You have to buy the whole book of A Certain Dr. Thorndyke (1927), the tenth novel featuring R. Austin Freeman’s eponymous, esteemed medical jurist, but I’d advise only reading half of it. Rather like final Sherlock Holmes novel The Valley of Fear (1915) by Arthur Conan Doyle, the story here is split into two parts, one of criminous shenanigans and one of tedious backstory — though Freeman’s backstory comes first — and, even then, the crime and its investigation are only just about interesting to hold the attention. Mostly this smells of an idea Freeman couldn’t let go that should have been at best a novella, but which finds itself beefed up so that he could fulfil a clause in a contract. He does so enthusiastically, but it’s not a good read.

The first half, then, concerns the story of John Osmond, hiding out in Adaffia, somewhere on the “Slave Coast” in Africa, no doubt drawing on Freeman’s own experiences in West Africa before illness saw him shipped home. Alas, despite our author’s knowledge of the people and place whereof he writes, there’s a lot of century-old language and attitudes which don’t exactly endear this to the reader of 2025. That, though, is then cast aside as this becomes a sort of hijinx on the high seas tale which, as Nick Fuller points out, would have been popular at the time but sits oddly against the tale of common sense reasoning this is to become. Honestly, I could probably have just about put up with a full novel of Osmond at sea, given the inventive way he overcomes his difficulties — chapter 4, ‘The Phantom Mate’, is very entertaining — but this palled since I knew it wasn’t going to be the eventual focus of the story.

The second half sees us back in London, and Thorndyke consulted when some jewels go missing in sort-of-but-not-really impossible circumstances, with it transpiring — and, look, mild spoilers, but the book’s hardly exciting enough to get too invested in, and I say that as a big fan of this series — that Osmond is suspected of the theft.
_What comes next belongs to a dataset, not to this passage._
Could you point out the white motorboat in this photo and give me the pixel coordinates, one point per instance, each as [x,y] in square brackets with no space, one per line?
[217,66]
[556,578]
And so Thorndyke takes it upon himself to investigate the boxes, sealed with paper and string and wax, from which these baffling vanishments have occurred:

“Your methods, Dr. Thorndyke,” said [Mr. Penfield], “are a perennial source of wonder to me. May I ask what kind of information you expect to extract from the empty boxes?”

“I have no specific expectations at all,” was the reply; “but it will be strange indeed if we learn nothing from them. They will probably have little enough to tell us; but, seeing that we have, at present, hardly a single fact beyond that of the substitution — and that is not of our own observing — a very small addition to our knowledge would be all to the good.”

This, of course, is one of the many reasons we love Thorndyke, because his refusal to take anything at face value makes him one of the most brilliant and imaginative investigators in the hallowed halls of detective fiction. The usual care with which he approaches every step is always delightful to witness, and the additional mystery of why someone would go to such lengths to steal some of these jewels which are barely worth more than the fakes with which they have been substituted adds a layer of intrigue.

It is, though, pretty thin beer beyond that. If you can’t possibly imagine how the jewels were taken, and if you similarly fail to spot the real culprit — oh, spoilers, I suppose, since Osmond isn’t guilty — then, well, you have some wonderful years ahead of you reading and being surprised by practically every detective story ever written. There’s no added intrigue which requires Thorndyke to bring his brilliant intellect to bear, he just works through things slowly, unravels a hardly-difficult-to-foresee plot, and finds the guilty party by it being the only person who fulfils the necessary requirements (although they are all but wearing a hat with I DUNNIT HA HA AND I REGRET NOTHING!! on it throughout).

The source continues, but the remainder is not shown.